For tl;dr people, from Effective Modern C++:

  • std::atomic is for data accessed from multiple threads without using mutexes. It’s a tool for writing concurrent software.
  • volatile is for memory where reads and writes should not be optimized away. It’s a tool for working with special memory.

volatile is a type qualifier that you can use to declare that an object can be modified in the program by the hardware. It has nothing to do with concurrent programming. However, some compilers, e.g. Microsoft C++ compiler, have imbued volatile with semantics that render it applicable to concurrent software.

std::atomic template offer operations that are guaranteed to be seen as atomic by other threads. Once a std::atomic object has been constructed, operations on it behave as if they were inside a mutex­protected critical section. The operations are generally implemented using special machine instructions that are more efficient than would be the case of a mutex were employed.

I did some performance tests using codelets from Comparing the performance of atomic, spinlock and mutex for std::atomic and volatile. The following results are from GCC 4.8.5 (Ubuntu 4.8.5­1ubuntu1~14.04), GCC 5.2.1 (Ubuntu 5.2.1­22ubuntu2), and MSVC 2013 Update 5 on an Intel Core i7­4790 CPU. Without proper locking, the increment and decrement operations for volatile are not atomic and the output is not deterministic neither for GCC nor for MSVC 2013. Using std::atomic template is around 10 times slower for GCC and 5 times slower for MSVC than volatile but it guarantees the correct result and doesn’t look like there is a practical performance difference.

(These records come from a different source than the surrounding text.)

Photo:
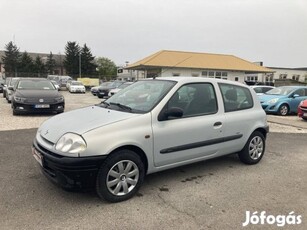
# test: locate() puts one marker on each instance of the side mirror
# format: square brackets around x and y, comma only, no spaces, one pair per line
[173,112]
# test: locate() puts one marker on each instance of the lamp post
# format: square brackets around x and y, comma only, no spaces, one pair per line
[80,65]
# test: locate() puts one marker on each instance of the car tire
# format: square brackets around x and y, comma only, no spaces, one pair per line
[254,149]
[15,113]
[120,176]
[283,110]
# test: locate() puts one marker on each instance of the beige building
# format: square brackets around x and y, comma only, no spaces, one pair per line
[179,63]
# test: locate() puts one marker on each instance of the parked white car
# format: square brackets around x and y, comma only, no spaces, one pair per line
[76,87]
[152,125]
[262,89]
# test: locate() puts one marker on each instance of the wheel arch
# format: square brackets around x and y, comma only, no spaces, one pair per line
[137,150]
[263,131]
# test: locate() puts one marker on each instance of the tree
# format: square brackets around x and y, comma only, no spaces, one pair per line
[26,65]
[11,59]
[39,66]
[71,61]
[50,64]
[87,61]
[106,68]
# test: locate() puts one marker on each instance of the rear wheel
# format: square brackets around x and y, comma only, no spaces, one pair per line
[254,149]
[120,176]
[283,110]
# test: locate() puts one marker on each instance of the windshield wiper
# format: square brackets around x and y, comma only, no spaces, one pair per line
[106,104]
[125,107]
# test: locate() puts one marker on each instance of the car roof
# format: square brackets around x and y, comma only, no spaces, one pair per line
[183,80]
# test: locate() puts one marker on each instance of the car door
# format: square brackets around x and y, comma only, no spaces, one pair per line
[296,97]
[195,134]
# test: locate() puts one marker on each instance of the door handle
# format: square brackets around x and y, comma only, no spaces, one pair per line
[217,123]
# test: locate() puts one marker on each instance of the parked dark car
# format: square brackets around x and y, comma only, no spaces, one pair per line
[1,85]
[94,89]
[32,95]
[103,91]
[302,110]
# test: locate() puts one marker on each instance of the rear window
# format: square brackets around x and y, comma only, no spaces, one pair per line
[236,97]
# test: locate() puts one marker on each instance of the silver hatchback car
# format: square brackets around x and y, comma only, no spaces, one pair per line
[152,125]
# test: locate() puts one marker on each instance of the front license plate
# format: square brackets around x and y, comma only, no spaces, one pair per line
[42,106]
[37,156]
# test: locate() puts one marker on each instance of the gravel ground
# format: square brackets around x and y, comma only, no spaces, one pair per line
[289,124]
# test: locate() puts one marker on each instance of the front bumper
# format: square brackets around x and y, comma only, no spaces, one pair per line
[38,108]
[269,108]
[68,172]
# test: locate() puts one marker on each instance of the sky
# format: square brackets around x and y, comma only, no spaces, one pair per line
[271,31]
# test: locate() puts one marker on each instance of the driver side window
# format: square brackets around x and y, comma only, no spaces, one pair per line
[194,99]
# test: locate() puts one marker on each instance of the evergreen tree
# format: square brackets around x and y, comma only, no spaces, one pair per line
[26,65]
[71,61]
[50,64]
[11,59]
[39,66]
[88,67]
[106,68]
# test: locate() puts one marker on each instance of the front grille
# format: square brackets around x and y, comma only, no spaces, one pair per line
[36,100]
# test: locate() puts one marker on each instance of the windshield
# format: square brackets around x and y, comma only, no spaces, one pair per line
[76,83]
[140,97]
[285,90]
[35,85]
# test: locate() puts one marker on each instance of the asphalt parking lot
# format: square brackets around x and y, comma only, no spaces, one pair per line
[213,194]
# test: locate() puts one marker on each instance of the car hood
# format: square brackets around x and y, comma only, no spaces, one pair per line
[267,97]
[37,93]
[80,121]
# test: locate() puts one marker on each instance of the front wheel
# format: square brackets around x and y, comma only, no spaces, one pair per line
[120,176]
[254,149]
[283,110]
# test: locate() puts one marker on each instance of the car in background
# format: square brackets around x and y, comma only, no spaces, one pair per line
[76,87]
[124,85]
[302,110]
[103,91]
[9,88]
[94,89]
[36,95]
[261,89]
[149,129]
[283,100]
[56,84]
[63,80]
[1,85]
[6,82]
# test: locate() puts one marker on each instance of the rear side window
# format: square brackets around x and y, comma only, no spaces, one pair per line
[236,97]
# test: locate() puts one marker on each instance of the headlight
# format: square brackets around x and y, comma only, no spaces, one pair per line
[59,99]
[273,101]
[19,99]
[71,143]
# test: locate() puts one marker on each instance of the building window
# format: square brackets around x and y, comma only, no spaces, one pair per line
[195,74]
[204,73]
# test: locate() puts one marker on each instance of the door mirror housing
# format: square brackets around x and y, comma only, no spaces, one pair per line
[171,113]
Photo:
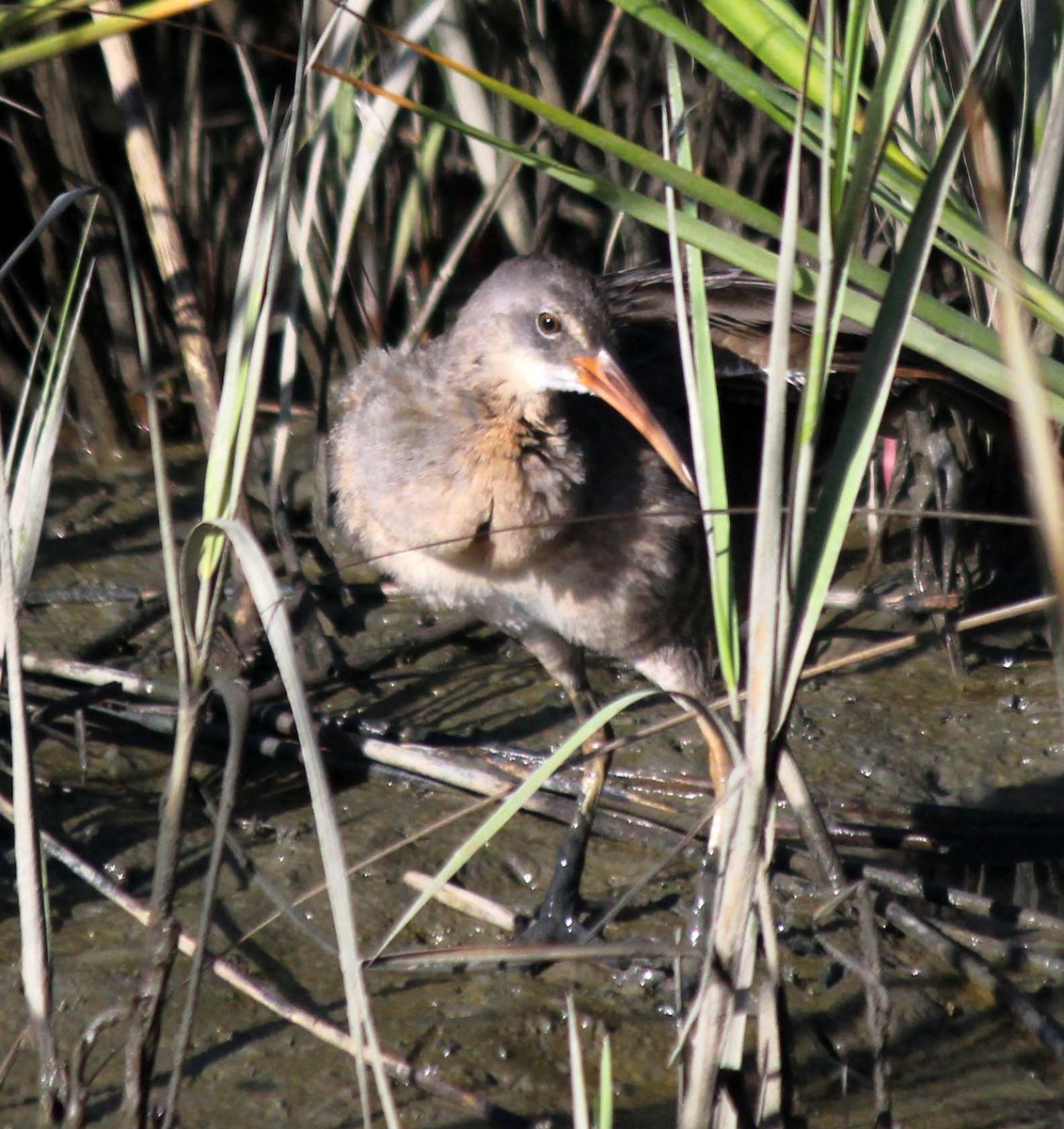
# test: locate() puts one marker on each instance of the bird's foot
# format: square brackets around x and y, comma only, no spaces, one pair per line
[561,921]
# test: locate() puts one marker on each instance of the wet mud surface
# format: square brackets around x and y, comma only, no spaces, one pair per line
[890,746]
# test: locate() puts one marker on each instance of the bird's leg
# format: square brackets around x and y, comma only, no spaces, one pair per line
[558,914]
[683,671]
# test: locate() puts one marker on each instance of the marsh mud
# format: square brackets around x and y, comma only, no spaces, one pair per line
[933,773]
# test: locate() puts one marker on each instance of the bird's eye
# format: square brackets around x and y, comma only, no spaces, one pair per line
[548,325]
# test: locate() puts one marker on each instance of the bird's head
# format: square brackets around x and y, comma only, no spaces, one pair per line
[536,326]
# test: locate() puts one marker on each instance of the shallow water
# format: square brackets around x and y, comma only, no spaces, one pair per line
[908,732]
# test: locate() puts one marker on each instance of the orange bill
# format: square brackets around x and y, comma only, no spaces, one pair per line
[607,379]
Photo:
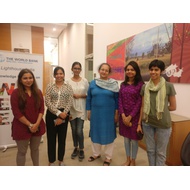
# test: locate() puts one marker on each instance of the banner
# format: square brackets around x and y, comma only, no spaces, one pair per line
[10,65]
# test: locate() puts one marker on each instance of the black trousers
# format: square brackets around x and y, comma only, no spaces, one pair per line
[53,132]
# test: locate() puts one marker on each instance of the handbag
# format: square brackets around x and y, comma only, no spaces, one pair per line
[185,151]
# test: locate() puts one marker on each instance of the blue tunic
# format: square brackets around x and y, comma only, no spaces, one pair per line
[102,104]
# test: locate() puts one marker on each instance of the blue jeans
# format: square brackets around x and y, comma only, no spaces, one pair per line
[77,126]
[156,144]
[131,147]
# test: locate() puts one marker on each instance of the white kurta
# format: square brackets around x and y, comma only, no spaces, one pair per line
[78,110]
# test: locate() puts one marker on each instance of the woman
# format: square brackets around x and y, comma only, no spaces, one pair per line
[158,99]
[102,107]
[28,125]
[78,110]
[58,99]
[129,110]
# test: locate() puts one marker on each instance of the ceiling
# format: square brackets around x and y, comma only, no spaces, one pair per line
[48,28]
[59,27]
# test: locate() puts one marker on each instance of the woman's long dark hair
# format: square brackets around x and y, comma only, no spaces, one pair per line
[138,76]
[21,90]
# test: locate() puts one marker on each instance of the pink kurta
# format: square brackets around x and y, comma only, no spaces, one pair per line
[19,130]
[130,104]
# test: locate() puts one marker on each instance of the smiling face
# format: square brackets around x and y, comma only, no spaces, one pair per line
[59,76]
[130,72]
[76,69]
[27,80]
[155,73]
[104,72]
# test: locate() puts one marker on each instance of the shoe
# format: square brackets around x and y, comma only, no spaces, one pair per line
[106,162]
[126,163]
[61,164]
[92,158]
[81,155]
[75,153]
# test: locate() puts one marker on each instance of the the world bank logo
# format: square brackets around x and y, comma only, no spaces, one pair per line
[2,58]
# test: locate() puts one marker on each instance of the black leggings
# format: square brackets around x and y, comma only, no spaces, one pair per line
[52,133]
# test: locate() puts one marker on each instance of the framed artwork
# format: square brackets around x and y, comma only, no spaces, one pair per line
[168,42]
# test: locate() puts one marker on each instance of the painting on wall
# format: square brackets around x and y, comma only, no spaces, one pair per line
[116,59]
[168,42]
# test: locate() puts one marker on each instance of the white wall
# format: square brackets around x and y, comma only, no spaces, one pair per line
[21,36]
[72,47]
[108,33]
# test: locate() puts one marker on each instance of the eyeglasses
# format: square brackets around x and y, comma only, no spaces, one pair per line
[77,69]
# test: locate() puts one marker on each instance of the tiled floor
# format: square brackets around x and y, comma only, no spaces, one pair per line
[8,157]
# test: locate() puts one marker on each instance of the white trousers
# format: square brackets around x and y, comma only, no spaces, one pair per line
[108,149]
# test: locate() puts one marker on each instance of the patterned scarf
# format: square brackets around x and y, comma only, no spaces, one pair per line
[160,98]
[110,84]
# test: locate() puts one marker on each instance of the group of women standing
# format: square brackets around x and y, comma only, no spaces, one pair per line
[137,107]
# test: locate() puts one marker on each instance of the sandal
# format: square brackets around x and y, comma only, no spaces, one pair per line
[92,158]
[106,162]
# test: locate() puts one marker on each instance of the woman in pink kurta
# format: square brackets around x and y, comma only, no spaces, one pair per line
[129,110]
[28,125]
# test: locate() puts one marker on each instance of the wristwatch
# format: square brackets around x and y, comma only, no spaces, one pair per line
[30,126]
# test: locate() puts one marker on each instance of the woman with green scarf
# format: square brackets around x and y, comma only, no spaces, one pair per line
[158,99]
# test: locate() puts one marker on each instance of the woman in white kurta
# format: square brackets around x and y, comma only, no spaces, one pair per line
[78,110]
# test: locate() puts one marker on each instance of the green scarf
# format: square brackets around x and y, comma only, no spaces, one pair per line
[160,98]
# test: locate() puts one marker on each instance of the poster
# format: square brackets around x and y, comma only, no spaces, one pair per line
[10,65]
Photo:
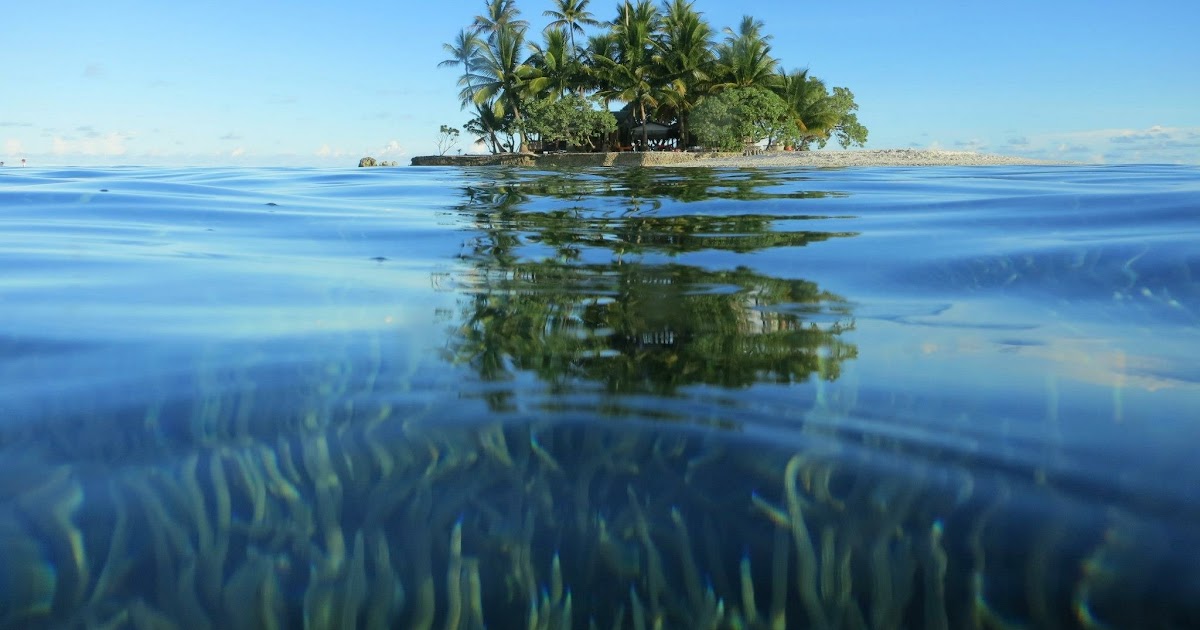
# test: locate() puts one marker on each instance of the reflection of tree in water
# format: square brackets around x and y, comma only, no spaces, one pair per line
[541,301]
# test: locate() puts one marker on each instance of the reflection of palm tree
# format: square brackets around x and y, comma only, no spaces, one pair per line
[634,327]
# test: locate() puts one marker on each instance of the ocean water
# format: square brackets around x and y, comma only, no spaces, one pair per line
[864,397]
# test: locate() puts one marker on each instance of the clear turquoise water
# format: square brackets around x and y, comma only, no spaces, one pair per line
[871,397]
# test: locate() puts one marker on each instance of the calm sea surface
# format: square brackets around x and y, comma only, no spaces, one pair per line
[403,397]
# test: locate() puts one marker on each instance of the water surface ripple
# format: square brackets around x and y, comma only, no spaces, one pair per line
[863,397]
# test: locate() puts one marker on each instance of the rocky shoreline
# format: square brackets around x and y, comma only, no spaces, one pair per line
[828,159]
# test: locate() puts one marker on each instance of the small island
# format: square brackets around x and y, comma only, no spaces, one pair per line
[654,79]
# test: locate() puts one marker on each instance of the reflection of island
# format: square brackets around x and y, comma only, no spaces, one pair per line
[557,287]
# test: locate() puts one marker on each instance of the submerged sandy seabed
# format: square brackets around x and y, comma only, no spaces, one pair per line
[880,157]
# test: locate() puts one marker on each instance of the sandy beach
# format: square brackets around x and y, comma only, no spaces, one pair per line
[826,159]
[880,157]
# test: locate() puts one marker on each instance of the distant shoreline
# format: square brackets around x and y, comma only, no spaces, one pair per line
[831,159]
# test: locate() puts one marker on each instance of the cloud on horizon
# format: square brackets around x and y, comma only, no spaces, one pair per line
[1114,145]
[112,144]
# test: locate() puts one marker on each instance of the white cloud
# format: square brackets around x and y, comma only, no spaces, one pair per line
[329,151]
[391,149]
[111,144]
[1157,143]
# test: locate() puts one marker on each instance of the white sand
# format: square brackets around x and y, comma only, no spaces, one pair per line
[882,157]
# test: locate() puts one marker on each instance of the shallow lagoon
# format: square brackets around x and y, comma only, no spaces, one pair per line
[868,397]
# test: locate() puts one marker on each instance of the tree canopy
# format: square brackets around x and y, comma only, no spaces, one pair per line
[664,61]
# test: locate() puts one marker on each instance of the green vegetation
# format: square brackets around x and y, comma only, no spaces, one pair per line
[448,137]
[663,61]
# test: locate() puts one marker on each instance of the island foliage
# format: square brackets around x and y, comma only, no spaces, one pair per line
[658,64]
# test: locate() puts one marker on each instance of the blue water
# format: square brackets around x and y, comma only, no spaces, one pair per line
[867,397]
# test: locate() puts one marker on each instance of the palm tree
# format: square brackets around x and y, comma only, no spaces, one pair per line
[633,75]
[809,105]
[592,72]
[503,79]
[555,63]
[499,13]
[573,16]
[744,58]
[465,52]
[687,59]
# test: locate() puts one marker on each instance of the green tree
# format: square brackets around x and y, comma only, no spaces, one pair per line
[571,119]
[633,75]
[503,79]
[448,137]
[498,15]
[555,61]
[465,52]
[847,130]
[687,60]
[809,107]
[735,118]
[744,58]
[571,16]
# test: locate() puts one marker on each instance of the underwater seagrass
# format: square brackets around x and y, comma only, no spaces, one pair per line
[384,517]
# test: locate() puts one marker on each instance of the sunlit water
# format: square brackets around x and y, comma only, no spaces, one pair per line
[930,397]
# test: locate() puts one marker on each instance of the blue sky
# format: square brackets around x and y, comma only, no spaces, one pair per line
[310,83]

GCC 4.8.5 on Ubuntu 14.04 VM GCC 5.2.1 on Ubuntu 15.10 VM MSVC 2013 Update 5 on Windows 7
volatile int 39.3956 ms / 39.988 ms / 42.4279 ms 58.0358 ms / 58.5282 ms / 58.0955 ms 100.02 ms / 109.522 ms / 106.021 ms
std::atomic<int> 346.683 ms / 362.175 ms / 314.465 ms 436.179 ms / 429.875 ms / 439.644 ms 488.098 ms / 529.106 ms / 533.607 ms

The volatile keyword in C++11 ISO Standard code is to be used only for hardware access; do not use it for inter­thread communication. For inter­thread communication, use mechanisms such as std::atomic from the C++ Standard Template Library.

Updated on March 21, 2020

Q: Why 5-10x slower isn’t a practical performance difference?
A: I should have made it clear that the numbers in the table are from 20 million additions and 10 million subtractions on an integer. For each increment and decrement operation, the running time is almost negligible. Therefore, 10x slower isn’t a practical performance difference in real life applications.

For volatile int:

#include <chrono>
#include <future>
#include <iostream>

volatile int vi = 0;

void loop(bool inc, int max) {
    for (int i = 0; i < max; ++i) {
        if (inc) {
            ++vi;
        } else {
            --vi;
        }
    }
}

int main() {
    auto start = std::chrono::steady_clock::now();
    auto f = std::async(std::launch::async, std::bind(loop, true, 20'000'000));
    loop(false, 10'000'000);
    f.wait();
    auto end = std::chrono::steady_clock::now();

    std::cout << vi << std::endl;

    auto diff = end - start;
    auto ms = std::chrono::duration<double, std::milli>(diff).count();
    std::cout << ms << std::endl;

    return 0;
}

For std::atomic<int>:

#include <atomic>
#include <chrono>
#include <future>
#include <iostream>

std::atomic<int> ai(0);

void loop(bool inc, int max) {
    for (int i = 0; i < max; ++i) {
        if (inc) {
            ++ai;
        } else {
            --ai;
        }
    }
}

int main() {
    auto start = std::chrono::steady_clock::now();
    auto f = std::async(std::launch::async, std::bind(loop, true, 20'000'000));
    loop(false, 10'000'000);
    f.wait();
    auto end = std::chrono::steady_clock::now();

    std::cout << ai << std::endl;

    auto diff = end - start;
    auto ms = std::chrono::duration<double, std::milli>(diff).count();
    std::cout << ms << std::endl;

    return 0;
}

The result should be 10 million but the value is not guaranteed using volatile int. Of course, the testing code is preliminary and there is room for improvement.